The case for gathering and analyzing big data streams is growing. A recent study by the MIT Center for Digital Business found that the more a company characterizes itself as data-driven, the better the company performs in terms of productivity and profitability1. So what is “Big Data?”
To start, we at Performance Architects define “Big Data” as a broad category of data that is of a higher capacity and more unstructured in nature than data typically found in traditional financial reports and IT relational databases. Big Data size and subject matter varies by industry.
So what characterizes Big Data? There are examples in nearly every industry, but the “3 Vs” of Big Data include:
- Volume: Big Data volumes usually start in the terabytes (1TB = ~1000GB). However, it is not uncommon for companies to process petabytes (1PB = ~1,000,000GB) or more. It is estimated that WalMart collects more than 2.5 PB of data every second from customer transactions2.
- Velocity: Big Data accumulates in organizations at a rapid pace, far more than the traditional data sets. The most often used example of Big Data velocity is mobile-based social media opinions.

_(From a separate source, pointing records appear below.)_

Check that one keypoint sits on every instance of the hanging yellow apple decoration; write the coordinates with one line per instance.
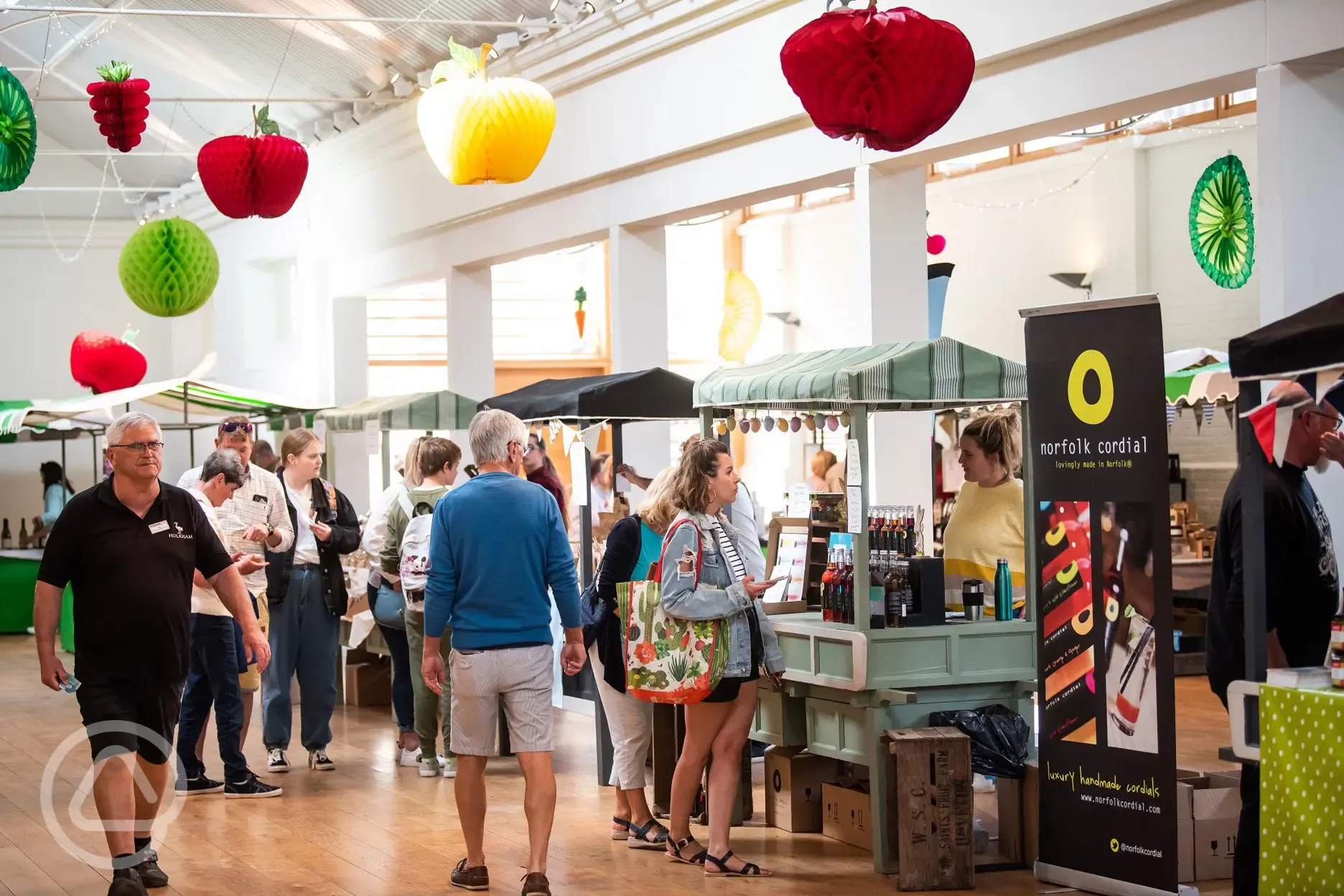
(479, 129)
(741, 316)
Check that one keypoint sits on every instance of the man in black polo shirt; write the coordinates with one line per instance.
(129, 547)
(1302, 587)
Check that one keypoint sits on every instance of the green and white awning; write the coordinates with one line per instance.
(417, 411)
(924, 375)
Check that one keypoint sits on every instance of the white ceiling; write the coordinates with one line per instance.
(197, 58)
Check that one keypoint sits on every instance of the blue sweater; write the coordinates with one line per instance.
(498, 541)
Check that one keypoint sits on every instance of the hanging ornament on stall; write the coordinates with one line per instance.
(105, 363)
(482, 129)
(741, 317)
(120, 105)
(261, 175)
(168, 268)
(1222, 225)
(579, 314)
(885, 78)
(18, 132)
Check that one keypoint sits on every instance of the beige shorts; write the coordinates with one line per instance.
(522, 678)
(249, 681)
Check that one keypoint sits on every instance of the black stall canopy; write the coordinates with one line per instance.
(655, 394)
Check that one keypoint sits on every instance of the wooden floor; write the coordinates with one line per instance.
(374, 829)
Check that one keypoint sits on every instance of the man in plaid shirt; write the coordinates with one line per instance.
(253, 521)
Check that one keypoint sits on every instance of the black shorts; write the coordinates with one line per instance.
(126, 704)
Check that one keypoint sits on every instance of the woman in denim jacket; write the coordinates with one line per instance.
(703, 482)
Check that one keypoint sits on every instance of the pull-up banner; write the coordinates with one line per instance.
(1097, 427)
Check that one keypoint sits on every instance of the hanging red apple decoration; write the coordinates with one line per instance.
(104, 363)
(260, 175)
(120, 105)
(885, 78)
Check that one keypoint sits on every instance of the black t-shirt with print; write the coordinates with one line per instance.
(131, 579)
(1300, 575)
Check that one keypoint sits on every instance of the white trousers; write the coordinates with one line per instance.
(630, 722)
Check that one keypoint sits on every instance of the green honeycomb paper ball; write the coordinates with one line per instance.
(168, 268)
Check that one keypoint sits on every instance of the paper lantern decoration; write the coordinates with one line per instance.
(1222, 225)
(120, 105)
(885, 78)
(479, 131)
(105, 363)
(18, 132)
(741, 317)
(168, 268)
(261, 175)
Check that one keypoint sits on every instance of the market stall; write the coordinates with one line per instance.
(847, 683)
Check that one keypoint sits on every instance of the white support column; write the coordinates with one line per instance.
(471, 339)
(640, 332)
(892, 280)
(1297, 195)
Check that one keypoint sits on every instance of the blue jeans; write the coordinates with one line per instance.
(403, 695)
(305, 640)
(213, 678)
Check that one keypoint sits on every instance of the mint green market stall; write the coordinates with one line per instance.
(846, 684)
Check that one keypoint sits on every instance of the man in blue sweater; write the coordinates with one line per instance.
(498, 543)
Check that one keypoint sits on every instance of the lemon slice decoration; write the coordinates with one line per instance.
(741, 317)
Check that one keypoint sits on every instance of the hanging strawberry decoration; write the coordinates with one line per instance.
(579, 316)
(886, 78)
(260, 175)
(120, 105)
(104, 363)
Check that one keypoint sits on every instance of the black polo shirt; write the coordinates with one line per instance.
(131, 579)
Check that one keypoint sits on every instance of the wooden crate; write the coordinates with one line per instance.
(930, 808)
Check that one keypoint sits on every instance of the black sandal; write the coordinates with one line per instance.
(640, 836)
(749, 869)
(675, 852)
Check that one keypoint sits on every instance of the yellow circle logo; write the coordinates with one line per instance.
(1088, 411)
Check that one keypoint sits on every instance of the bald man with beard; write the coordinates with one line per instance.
(1302, 586)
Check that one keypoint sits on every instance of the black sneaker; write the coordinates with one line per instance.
(126, 882)
(251, 789)
(151, 874)
(197, 786)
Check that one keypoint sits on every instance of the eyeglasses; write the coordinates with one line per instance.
(1333, 421)
(154, 448)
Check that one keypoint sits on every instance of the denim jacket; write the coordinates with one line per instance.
(717, 595)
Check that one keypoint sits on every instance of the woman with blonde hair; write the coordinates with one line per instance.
(632, 547)
(988, 521)
(704, 578)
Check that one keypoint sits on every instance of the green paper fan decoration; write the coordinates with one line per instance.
(168, 268)
(1222, 225)
(18, 132)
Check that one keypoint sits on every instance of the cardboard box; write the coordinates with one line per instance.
(847, 814)
(793, 788)
(368, 684)
(1217, 811)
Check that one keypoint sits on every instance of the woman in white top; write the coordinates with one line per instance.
(388, 606)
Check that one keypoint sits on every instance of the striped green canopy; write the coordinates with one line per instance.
(417, 411)
(924, 375)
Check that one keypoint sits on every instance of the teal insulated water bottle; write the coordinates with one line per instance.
(1003, 592)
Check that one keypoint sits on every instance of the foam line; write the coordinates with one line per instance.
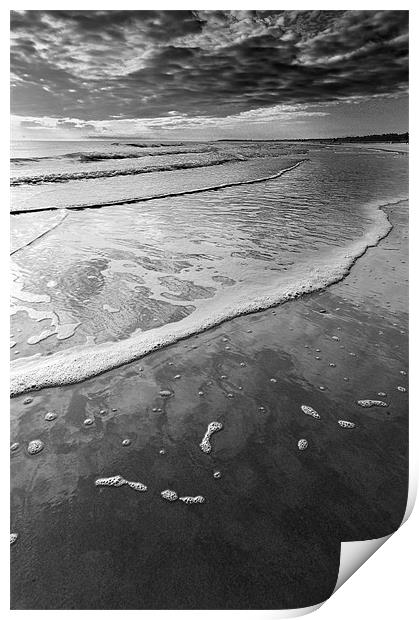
(127, 201)
(79, 363)
(45, 232)
(63, 177)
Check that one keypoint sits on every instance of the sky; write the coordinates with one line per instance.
(208, 75)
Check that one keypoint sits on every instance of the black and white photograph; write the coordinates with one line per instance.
(208, 303)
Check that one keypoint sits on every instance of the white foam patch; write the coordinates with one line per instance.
(78, 363)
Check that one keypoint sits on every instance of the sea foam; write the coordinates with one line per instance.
(81, 362)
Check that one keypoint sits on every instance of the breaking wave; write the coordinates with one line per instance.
(81, 362)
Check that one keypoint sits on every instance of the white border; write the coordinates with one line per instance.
(385, 587)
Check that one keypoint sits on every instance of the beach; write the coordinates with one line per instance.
(269, 531)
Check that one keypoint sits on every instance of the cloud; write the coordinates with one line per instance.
(98, 65)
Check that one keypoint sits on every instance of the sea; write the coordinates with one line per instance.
(121, 247)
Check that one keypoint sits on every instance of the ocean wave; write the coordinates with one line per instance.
(132, 200)
(64, 177)
(81, 362)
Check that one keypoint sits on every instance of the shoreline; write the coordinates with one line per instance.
(277, 515)
(140, 344)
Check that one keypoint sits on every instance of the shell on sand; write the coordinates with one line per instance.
(112, 481)
(346, 424)
(171, 496)
(188, 499)
(205, 443)
(35, 446)
(372, 403)
(310, 411)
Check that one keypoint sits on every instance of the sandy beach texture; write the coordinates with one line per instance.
(268, 533)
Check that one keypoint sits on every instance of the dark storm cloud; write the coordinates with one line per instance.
(101, 64)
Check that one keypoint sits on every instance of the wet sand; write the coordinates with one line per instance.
(268, 534)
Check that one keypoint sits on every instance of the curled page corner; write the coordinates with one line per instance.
(354, 554)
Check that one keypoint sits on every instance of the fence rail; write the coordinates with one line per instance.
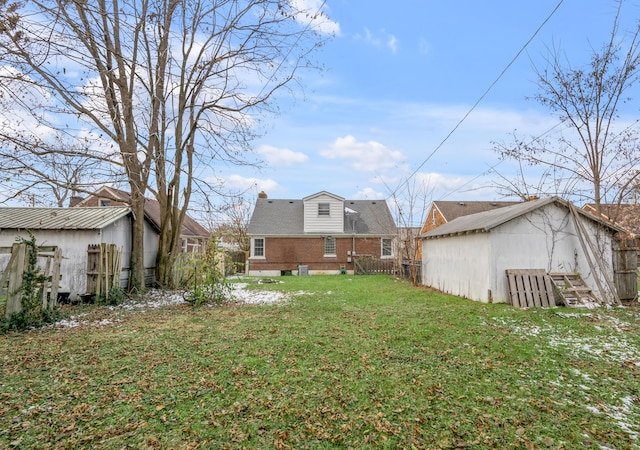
(371, 266)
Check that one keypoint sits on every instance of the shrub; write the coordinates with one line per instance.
(206, 283)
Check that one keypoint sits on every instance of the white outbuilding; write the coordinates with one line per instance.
(469, 256)
(76, 231)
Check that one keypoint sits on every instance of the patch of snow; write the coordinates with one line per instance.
(242, 295)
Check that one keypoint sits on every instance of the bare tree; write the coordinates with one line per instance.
(411, 204)
(172, 85)
(594, 149)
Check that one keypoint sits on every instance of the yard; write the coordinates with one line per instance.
(325, 362)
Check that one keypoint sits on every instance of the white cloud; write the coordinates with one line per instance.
(382, 39)
(245, 183)
(368, 194)
(424, 46)
(392, 43)
(310, 13)
(364, 156)
(281, 156)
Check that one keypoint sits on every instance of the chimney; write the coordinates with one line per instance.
(74, 200)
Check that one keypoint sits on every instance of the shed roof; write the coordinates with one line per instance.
(274, 217)
(152, 210)
(451, 210)
(485, 221)
(61, 218)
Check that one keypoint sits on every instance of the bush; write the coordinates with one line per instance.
(32, 314)
(206, 283)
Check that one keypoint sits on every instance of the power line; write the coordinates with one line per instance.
(455, 128)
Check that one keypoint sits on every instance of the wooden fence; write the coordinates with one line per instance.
(12, 275)
(373, 266)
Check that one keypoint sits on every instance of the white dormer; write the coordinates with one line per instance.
(323, 213)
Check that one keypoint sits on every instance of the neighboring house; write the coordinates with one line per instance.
(442, 212)
(624, 215)
(322, 233)
(193, 235)
(73, 230)
(468, 256)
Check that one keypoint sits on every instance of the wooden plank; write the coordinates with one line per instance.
(55, 278)
(551, 296)
(14, 302)
(45, 284)
(535, 292)
(513, 290)
(522, 296)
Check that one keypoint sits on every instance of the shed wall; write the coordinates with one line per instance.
(74, 244)
(473, 265)
(547, 239)
(458, 265)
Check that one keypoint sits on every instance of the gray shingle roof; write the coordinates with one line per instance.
(276, 217)
(485, 221)
(61, 218)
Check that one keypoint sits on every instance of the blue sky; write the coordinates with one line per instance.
(399, 77)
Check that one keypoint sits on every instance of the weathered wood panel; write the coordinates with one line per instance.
(625, 269)
(530, 288)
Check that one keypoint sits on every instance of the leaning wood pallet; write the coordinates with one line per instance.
(530, 288)
(572, 290)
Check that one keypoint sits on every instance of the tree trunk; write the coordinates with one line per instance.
(136, 264)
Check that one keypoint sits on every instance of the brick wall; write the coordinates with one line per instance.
(288, 253)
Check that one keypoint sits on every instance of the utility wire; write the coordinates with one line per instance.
(455, 128)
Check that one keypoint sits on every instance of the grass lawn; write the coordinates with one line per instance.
(346, 362)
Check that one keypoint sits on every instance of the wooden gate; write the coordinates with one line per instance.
(625, 269)
(13, 273)
(104, 264)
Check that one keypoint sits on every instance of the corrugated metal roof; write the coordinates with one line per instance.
(61, 218)
(451, 210)
(485, 221)
(274, 217)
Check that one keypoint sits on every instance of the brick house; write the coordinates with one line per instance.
(319, 234)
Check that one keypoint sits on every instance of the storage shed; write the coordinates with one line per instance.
(470, 255)
(75, 231)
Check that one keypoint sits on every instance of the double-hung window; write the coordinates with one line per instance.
(329, 246)
(257, 249)
(324, 210)
(387, 248)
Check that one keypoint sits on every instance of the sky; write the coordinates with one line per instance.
(395, 99)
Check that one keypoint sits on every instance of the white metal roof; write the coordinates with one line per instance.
(61, 218)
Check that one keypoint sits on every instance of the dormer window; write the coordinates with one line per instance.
(324, 210)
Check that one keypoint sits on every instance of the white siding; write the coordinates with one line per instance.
(457, 265)
(547, 239)
(74, 245)
(473, 265)
(334, 223)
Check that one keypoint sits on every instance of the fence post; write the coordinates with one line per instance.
(14, 302)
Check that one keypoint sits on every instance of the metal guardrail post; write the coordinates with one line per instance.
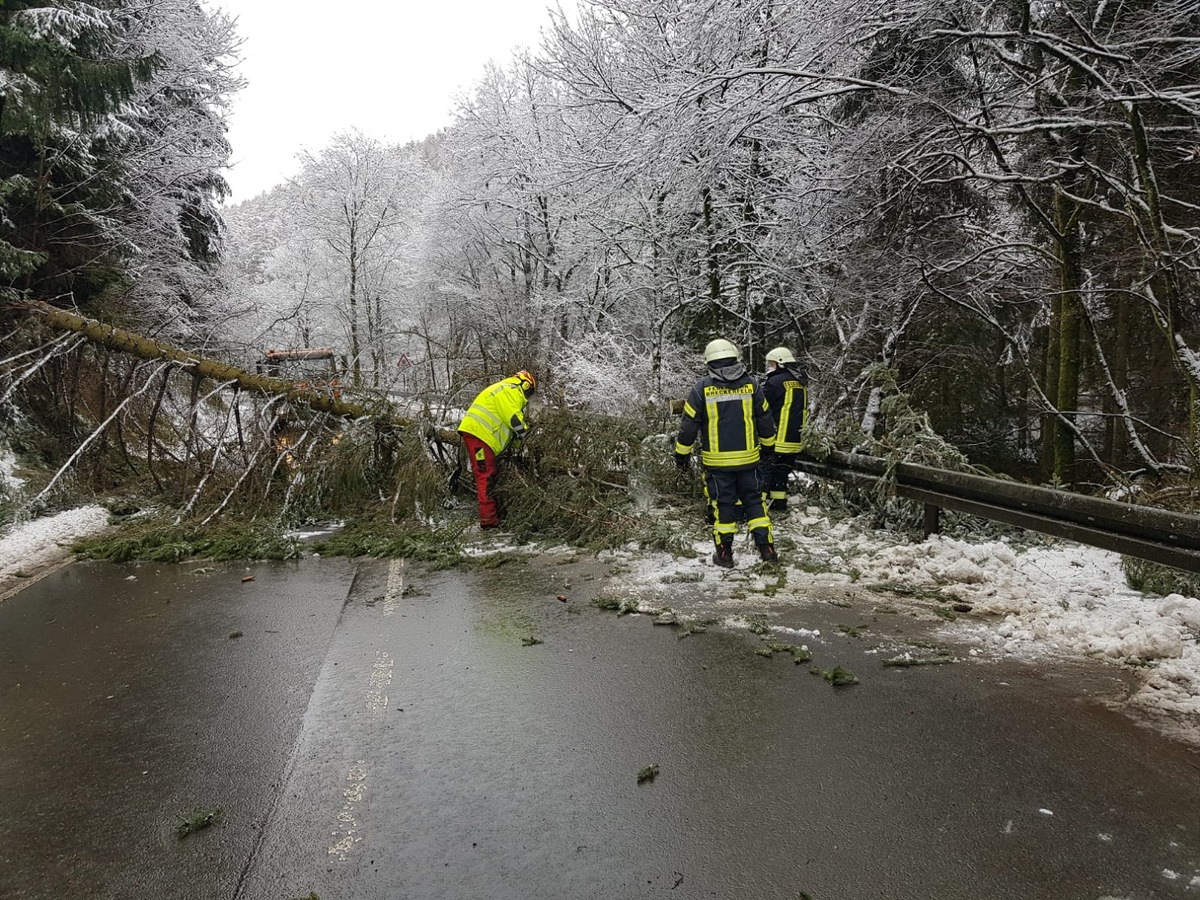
(1143, 532)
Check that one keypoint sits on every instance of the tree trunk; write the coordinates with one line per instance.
(144, 348)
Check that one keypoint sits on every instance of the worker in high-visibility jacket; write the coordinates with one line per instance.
(490, 426)
(727, 413)
(787, 395)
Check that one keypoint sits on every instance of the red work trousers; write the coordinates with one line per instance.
(483, 463)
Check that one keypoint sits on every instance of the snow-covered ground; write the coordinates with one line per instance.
(1051, 600)
(30, 546)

- Variety: Big Data are uniquely varied. Streams like social media and GPS tracking have only been ubiquitous for a few years, and differ greatly from traditional Chart of Account (COA) based views of a business.
So what will adopting Big Data mean for an organization? As with many IT paradigm shifts, adopting Big Data means changes in hardware, software, and expertise. This does not necessarily translate into a multi-year, multi-million dollar investment, however.
In terms of hardware, the new trend is to break the incoming stream into parts and distribute processing onto many smaller scale nodes at once. So, instead of purchasing a few very expensive high end servers, Big Data streams can be processed with clusters of off-the-shelf hardware.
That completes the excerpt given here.